In case of rollouts, scaling up and scaling down, clients can not make reliable connections to the individual pods. This is because new Pods with new IPs can be created and existing Pods can be deleted. This is when Kubernetes Services help by providing reliable networking for group of Pods.

Services in Kubernetes can be understood as having two main components: the front end and the back end. The front end is responsible for providing a consistent DNS name, IP address, and network port, making it easily accessible to clients. The back end, on the other hand, utilizes labels to distribute incoming traffic across a changing set of Pods, automatically balancing the load as needed.

As the application scales, undergoes updates, or experiences Pod failures, the Service actively maintains a list of healthy Pods. This dynamic list allows the Service to route traffic only to active, functional Pods, ensuring continuous and reliable operation. One of the key benefits of Services is that they guarantee stability in the DNS name, IP address, and network port on the front end, so these details remain unchanged, providing a consistent point of access.

14. Multi-container Pods

Sometimes it is beneficial to put two tightly coupled containers in the same Pod.

Kubernetes has two main patterns for multi-container Pods: init containers and sidecar containers.

14.1 Multi-container Pods: Init containers

Init containers are a specialized type of container defined in the Kubernetes API. They are run within the same Pod as application containers, but with a unique distinction: Kubernetes ensures that init containers start and finish before the main application container begins running, and they are guaranteed to run only once.

The primary purpose of init containers is to prepare and initialize the environment for the application containers. Let’s explore a couple of quick examples to illustrate their use:

  • Remote API Check: Suppose you have an application that should only start when a remote API is ready to accept connections. Instead of complicating the main application with the logic to check the remote API, you can encapsulate this logic within an init container. When you deploy the Pod, the init container launches first, sending requests to the remote API and waiting for a response. During this time, the main application container remains inactive.

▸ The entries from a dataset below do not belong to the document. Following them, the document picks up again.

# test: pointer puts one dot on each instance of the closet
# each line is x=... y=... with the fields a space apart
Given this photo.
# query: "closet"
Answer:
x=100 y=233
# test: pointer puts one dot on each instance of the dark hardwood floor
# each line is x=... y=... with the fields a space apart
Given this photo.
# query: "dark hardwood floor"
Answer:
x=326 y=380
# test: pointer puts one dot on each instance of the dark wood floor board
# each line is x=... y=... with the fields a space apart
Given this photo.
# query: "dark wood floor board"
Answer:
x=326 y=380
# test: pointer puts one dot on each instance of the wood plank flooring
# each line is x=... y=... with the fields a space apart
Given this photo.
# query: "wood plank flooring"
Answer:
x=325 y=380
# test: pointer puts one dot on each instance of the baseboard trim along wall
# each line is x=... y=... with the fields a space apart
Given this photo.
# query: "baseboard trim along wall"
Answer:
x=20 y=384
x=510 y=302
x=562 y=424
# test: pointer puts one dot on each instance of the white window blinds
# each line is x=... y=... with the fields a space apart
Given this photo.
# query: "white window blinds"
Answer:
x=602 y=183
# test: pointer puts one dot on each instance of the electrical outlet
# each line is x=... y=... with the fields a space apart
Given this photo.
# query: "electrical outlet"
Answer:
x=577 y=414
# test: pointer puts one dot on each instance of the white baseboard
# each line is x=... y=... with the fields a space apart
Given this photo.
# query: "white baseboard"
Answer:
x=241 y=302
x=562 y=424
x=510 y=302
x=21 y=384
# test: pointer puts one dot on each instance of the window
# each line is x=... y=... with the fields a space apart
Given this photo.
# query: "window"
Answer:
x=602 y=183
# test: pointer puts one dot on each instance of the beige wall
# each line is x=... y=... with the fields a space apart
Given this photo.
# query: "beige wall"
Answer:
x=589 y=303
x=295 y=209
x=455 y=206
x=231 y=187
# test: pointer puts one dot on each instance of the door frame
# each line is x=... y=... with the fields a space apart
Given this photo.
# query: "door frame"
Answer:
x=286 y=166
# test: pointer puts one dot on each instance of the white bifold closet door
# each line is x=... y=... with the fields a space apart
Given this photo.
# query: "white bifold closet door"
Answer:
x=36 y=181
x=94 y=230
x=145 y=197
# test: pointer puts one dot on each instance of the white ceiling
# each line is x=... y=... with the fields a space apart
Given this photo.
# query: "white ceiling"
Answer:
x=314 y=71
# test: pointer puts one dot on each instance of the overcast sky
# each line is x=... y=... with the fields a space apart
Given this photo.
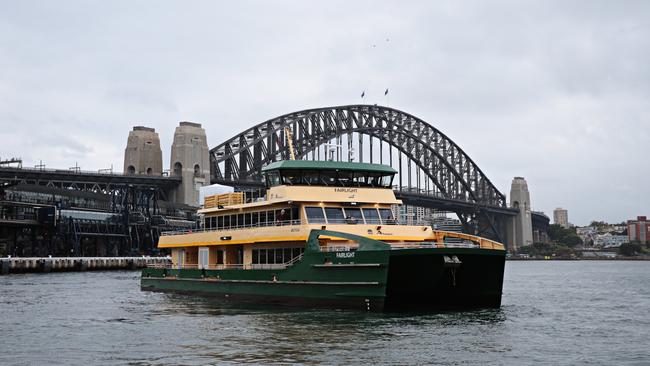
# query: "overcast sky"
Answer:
x=556 y=92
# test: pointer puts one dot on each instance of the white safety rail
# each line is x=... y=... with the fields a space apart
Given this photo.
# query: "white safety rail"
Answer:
x=228 y=266
x=239 y=227
x=51 y=264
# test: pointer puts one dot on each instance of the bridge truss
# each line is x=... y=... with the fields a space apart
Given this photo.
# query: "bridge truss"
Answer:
x=433 y=171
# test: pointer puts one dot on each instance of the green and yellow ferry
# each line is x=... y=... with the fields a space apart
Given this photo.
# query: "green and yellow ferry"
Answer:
x=325 y=235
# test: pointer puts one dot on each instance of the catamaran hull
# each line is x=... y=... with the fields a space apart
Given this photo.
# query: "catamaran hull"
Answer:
x=423 y=279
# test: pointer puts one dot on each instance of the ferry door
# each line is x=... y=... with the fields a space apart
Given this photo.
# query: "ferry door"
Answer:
x=180 y=259
x=203 y=257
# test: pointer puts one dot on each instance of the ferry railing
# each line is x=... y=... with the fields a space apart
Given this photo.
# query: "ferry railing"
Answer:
x=336 y=248
x=228 y=266
x=236 y=227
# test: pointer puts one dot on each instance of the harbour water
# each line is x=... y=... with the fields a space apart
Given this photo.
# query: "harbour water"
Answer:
x=554 y=312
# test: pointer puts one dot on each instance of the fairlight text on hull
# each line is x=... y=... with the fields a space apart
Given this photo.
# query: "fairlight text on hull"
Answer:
x=326 y=235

Once the remote API responds, the init container completes its task, and only then does the main application container start.
  • Repository Cloning: Consider another scenario where an application needs to clone a remote repository before starting. Instead of burdening the main application with the code to handle cloning and preparing the content (e.g., remote server address, certificates, authentication, file synchronization protocol, checksum verification, etc.), you can place this logic in an init container. The init container will complete this one-time task before the main application container begins running.

Despite their usefulness, init containers have a limitation: they are restricted to performing tasks before the main application container starts. If you need something that runs alongside the main application container, you should use a sidecar container instead.

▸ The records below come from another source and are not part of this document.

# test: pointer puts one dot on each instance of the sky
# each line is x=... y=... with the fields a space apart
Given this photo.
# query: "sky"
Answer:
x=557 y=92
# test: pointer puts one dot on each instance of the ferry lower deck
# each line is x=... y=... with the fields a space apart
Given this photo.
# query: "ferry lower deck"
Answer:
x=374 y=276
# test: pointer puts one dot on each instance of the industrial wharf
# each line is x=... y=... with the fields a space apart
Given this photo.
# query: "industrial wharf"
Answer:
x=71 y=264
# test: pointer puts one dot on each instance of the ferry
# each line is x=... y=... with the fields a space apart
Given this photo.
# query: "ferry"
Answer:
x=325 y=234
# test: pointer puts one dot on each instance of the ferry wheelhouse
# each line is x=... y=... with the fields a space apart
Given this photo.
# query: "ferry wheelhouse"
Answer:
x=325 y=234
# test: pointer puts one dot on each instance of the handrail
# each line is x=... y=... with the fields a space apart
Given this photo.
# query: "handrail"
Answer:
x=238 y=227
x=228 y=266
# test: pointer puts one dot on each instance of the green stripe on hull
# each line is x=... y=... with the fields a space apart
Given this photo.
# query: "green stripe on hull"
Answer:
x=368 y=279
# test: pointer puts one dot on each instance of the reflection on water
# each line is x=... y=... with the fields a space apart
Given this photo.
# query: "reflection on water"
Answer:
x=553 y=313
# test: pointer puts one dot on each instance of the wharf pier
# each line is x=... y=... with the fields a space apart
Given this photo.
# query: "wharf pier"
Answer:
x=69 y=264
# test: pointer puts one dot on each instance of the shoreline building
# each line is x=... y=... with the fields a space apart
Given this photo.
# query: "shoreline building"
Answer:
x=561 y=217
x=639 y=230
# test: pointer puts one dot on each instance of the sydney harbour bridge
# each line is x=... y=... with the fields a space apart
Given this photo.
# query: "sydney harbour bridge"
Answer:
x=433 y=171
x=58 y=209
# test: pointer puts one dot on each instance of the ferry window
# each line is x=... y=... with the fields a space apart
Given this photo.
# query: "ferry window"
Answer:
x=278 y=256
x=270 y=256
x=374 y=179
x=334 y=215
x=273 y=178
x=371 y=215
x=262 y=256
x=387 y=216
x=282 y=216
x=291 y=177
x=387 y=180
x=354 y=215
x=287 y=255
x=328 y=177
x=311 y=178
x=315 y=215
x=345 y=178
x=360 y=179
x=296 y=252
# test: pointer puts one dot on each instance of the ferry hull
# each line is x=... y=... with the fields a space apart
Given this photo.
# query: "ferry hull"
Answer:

14.2 Multi-container Pods: Sidecars

Sidecar containers are standard containers that run alongside application containers throughout the entire lifecycle of the Pod. Unlike init containers, sidecars are not a defined resource in the Kubernetes API. Currently, we use regular containers to implement the sidecar pattern, though efforts are underway to formalize this pattern in the API, and it is currently an early alpha feature.

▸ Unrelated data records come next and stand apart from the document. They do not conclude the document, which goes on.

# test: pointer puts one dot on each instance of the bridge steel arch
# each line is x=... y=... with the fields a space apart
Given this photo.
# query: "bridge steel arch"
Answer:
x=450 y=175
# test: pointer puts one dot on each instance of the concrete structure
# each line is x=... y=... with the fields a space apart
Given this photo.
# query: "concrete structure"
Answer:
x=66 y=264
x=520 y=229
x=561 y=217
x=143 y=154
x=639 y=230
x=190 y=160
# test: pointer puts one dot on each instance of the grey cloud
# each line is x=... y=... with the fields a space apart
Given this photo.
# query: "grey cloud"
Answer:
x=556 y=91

The purpose of a sidecar container is to enhance an application by adding functionality without modifying the application itself. Common uses of sidecar containers include log scraping, syncing remote content, brokering connections, and data munging. They are also extensively used in service meshes to intercept network traffic, providing traffic encryption, decryption, and telemetry.

An example would be a multi-container Pod with a primary application container and a service mesh sidecar. The sidecar intercepts all network traffic, encrypts and decrypts it, and sends telemetry data to the service mesh control plane.